Gli uomini mettevano giù la ciotola al suo arrivo, o addirittura si alzavano in piedi vedendolo passare. Perrin digrignava i denti ogni volta che si sentiva chiamare ‘lord’ da un uomo col quale era cresciuto o che, peggio ancora, lo aveva mandato a svolgere qualche commissione quando lui era ragazzo. Non lo facevano tutti, ma erano comunque troppi. Decisamente troppi. Dopo un po’ smise di chiedere che la smettessero, si arrese per stanchezza; fin troppo spesso la risposta era ‘Oh! Come desideri, lord Perrin.’ Era sufficiente a fargli venir voglia di ululare!

Ciò nonostante, si costrinse a fermarsi per scambiare due parole con ognuno di loro. Soprattutto, però, tenne gli occhi aperti. E il naso. Quegli uomini erano tutti abbastanza accorti da tenere l’arco in buone condizioni e badare all’impennatura e alla punta delle frecce, ma alcuni di loro erano capaci di consumare la suola degli stivali o il fondo dei pantaloni senza neanche accorgersene, o di lasciare che una vescica entrasse in suppurazione perché non potevano prendersi la briga di porvi rimedio. Diversi di loro avevano l’abitudine di procacciarsi acquavite quando era possibile, e due o tre non la reggevano bene. In un piccolo villaggio prima di Bethal avevano incontrato non meno di tre locande.

Era una strana sensazione. Quando comare Luhan o sua madre gli dicevano che gli servivano degli stivali nuovi o che le sue brache avevano bisogno di una ricucita, Perrin aveva sempre provato imbarazzo, ed era sicuro che si sarebbe irritato con chiunque altro avesse provato a fare una cosa del genere, ma gli uomini dei Fiumi Gemelli, a cominciare dal vecchio Jondyn Barran, si limitarono a rispondergli, ‘Accidenti, lord Perrin, hai ragione; me ne occupo subito’ o cose del genere. E Perrin ne colse alcuni che si scambiavano sorrisi mentre lui proseguiva il giro. E avevano un odore compiaciuto!
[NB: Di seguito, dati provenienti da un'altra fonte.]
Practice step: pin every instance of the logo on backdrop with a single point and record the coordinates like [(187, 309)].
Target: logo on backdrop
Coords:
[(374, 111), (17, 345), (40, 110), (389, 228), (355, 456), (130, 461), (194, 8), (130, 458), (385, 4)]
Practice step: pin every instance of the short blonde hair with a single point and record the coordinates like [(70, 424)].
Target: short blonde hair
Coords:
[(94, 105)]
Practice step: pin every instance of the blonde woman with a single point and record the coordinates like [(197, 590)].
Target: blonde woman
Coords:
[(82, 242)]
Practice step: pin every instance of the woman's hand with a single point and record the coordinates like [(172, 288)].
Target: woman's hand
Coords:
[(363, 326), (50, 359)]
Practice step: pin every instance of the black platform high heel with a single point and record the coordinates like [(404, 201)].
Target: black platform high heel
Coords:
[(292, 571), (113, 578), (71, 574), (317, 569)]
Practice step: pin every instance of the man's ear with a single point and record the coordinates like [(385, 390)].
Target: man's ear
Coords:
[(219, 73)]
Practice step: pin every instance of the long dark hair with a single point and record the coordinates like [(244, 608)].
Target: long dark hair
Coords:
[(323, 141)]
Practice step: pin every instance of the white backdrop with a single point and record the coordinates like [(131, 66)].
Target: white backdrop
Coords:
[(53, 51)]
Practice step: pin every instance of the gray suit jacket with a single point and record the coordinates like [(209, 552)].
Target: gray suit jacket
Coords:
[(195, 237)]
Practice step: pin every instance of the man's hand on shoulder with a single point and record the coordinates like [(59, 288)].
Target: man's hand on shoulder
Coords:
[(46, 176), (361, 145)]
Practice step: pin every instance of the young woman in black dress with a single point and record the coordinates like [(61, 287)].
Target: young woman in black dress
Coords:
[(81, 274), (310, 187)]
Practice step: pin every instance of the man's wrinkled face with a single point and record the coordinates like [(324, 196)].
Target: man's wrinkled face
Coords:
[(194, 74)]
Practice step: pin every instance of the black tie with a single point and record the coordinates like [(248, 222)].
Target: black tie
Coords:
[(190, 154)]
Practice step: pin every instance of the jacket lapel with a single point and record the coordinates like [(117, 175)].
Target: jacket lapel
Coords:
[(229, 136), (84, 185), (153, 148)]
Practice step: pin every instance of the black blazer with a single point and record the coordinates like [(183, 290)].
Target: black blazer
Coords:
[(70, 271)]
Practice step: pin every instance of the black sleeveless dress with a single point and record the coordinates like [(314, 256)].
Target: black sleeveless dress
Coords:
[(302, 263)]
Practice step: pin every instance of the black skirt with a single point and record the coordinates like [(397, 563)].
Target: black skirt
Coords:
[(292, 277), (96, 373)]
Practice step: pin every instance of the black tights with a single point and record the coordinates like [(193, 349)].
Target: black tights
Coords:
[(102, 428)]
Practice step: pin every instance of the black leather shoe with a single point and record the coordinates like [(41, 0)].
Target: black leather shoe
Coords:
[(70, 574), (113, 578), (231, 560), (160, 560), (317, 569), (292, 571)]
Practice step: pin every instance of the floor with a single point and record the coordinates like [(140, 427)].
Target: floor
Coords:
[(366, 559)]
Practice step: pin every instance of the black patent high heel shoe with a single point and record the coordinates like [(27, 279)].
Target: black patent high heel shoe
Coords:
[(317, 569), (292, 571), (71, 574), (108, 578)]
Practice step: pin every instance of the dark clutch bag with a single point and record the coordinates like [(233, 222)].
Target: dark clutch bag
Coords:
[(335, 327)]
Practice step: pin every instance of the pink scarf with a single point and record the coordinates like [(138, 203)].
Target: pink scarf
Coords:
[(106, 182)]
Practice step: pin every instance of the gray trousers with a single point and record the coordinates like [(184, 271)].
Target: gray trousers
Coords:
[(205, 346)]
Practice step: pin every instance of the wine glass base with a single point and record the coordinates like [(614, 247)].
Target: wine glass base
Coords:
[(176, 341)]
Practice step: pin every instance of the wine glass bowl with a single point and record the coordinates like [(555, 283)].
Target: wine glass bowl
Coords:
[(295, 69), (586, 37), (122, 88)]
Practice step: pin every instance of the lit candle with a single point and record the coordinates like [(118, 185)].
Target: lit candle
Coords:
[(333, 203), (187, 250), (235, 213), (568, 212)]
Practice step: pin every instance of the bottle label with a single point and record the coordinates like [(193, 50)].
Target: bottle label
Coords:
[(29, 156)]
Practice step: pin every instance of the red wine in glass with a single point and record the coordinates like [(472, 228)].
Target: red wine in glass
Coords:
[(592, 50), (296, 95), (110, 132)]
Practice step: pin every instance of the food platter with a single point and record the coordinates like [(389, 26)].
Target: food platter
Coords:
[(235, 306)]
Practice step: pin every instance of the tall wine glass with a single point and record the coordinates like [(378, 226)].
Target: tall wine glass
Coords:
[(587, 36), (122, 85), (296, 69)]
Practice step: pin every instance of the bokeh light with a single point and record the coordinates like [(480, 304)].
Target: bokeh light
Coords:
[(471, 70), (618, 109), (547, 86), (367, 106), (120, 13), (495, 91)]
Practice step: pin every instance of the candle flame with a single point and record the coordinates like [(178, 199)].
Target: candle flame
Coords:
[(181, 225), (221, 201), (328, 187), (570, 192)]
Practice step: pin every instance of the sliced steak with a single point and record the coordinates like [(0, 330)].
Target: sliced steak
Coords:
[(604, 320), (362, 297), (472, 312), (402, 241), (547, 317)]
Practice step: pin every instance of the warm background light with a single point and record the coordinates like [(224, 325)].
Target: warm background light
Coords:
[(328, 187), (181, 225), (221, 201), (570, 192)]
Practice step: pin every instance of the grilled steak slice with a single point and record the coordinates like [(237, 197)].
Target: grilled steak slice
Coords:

Quando stanò una brocca d’argilla piena di acquavite alla pera nelle bisacce da sella di Jori Congar — un uomo pelle e ossa che mangiava il doppio degli altri e aveva sempre l’aria di chi non si fa un boccone da una settimana, Jori era bravo con l’arco, ma quando ne aveva l’occasione beveva fino a non reggersi in piedi e aveva anche la mano un po’ troppo lesta —, questi lo guardò a occhi sgranati e spalancò le braccia come a dire che non sapeva da dove venisse quella brocca. Ma quando Perrin andò via, svuotando l’acquavite a terra, Jori rise e dichiarò: «A lord Perrin non sfugge nulla!» E odorava di orgoglio! A volte Perrin credeva di essere l’ultima persona sana di mente rimasta in quel gruppo.

Si rese conto di un’altra cosa. Gli uomini erano tutti interessati a ciò che lui non aveva detto. Uno dopo l’altro, guardarono verso le bandiere che di tanto in tanto sventolavano in cima ai loro pali spinte da una breve raffica di vento, la testa di lupo rossa e l’aquila rossa. Guardavano le bandiere e guardavano lui, in attesa dell’ordine che aveva dato ogni volta in cui i due vessilli erano spuntati fuori da quando avevano raggiunto il Ghealdan. E spesso anche prima di arrivare in quella terra. Solo che il giorno addietro lui non aveva detto nulla, e non disse nulla neppure durante questo giro, e vide il fiorire delle ipotesi sui volti degli uomini. Si lasciò alle spalle gruppi di individui che scrutavano le bandiere e poi lui, mormorando tra di loro con trasporto. Perrin non provò ad ascoltare ciò che dicevano. Che avrebbero detto se lui si fosse sbagliato, se i Manti Bianchi o re Ailron avessero deciso che potevano distogliere lo sguardo dal Profeta e dai Seanchan abbastanza a lungo per poter soffocare una presunta ribellione? Quegli uomini erano sotto la sua responsabilità, e per colpa sua ne erano morti già troppi.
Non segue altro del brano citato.